2022 Annual Meeting
(582f) A Data-Driven Approach Towards Assessing the Stability and Activity of Nanoparticles Containing on Order of Thousand Atoms: A Case Study Using the Oxygen Reduction Reaction
Authors
By screening across NPs of arbitrary structures, our surrogate model can identify those NPs with specific structures that meet operational constraints for ORR. We first determine the cohesive energy of the nanoparticle to evaluate its overall stability. We then calculate the stability of individual metal atoms on the nanoparticle, on-the-fly. These atomic site stabilities serve as descriptors for reactivity metrics like the free energy of adsorption of hydroxyl (ÎadsG(OH*)). Scaling relations between the oxygenates O*, OH* and OOH* are then capitalized to compute the free energy of adsorption of other oxygenates. These free energies are, in turn, used to calculate the limiting potential for oxygen reduction and estimate the current density at each active site. The microscopic reactivity metrics are averaged over the nanoparticle, yielding macroscopic metrics like the mass-averaged current density.

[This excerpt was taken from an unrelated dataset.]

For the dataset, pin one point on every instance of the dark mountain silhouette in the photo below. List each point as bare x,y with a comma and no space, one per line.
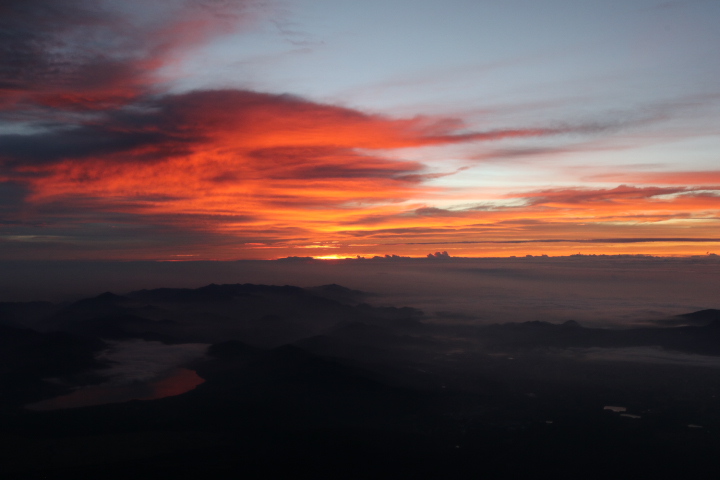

Using this data-driven approach, we screen across > 5000 Pt-based nanoparticles with diameters between 2 (300 atoms) and 8 nm (10000 atom) and in diverse shapes (cubo-octahedrons, octahedrons, decahedrons, icosahedrons, and Wulff constructions). Considered compositions include random alloys, core-shell, and edge-decorated architectures. We identify thermodynamically stable architectures that yield mass specific activity higher than the Pt (111) benchmark. Our workflow provides an intrinsic link between the atomistic properties of each NP and macroscopic observables, thus enabling the high-throughput screening of an ensemble of NPs with near-DFT accuracy and significantly lower computational effort.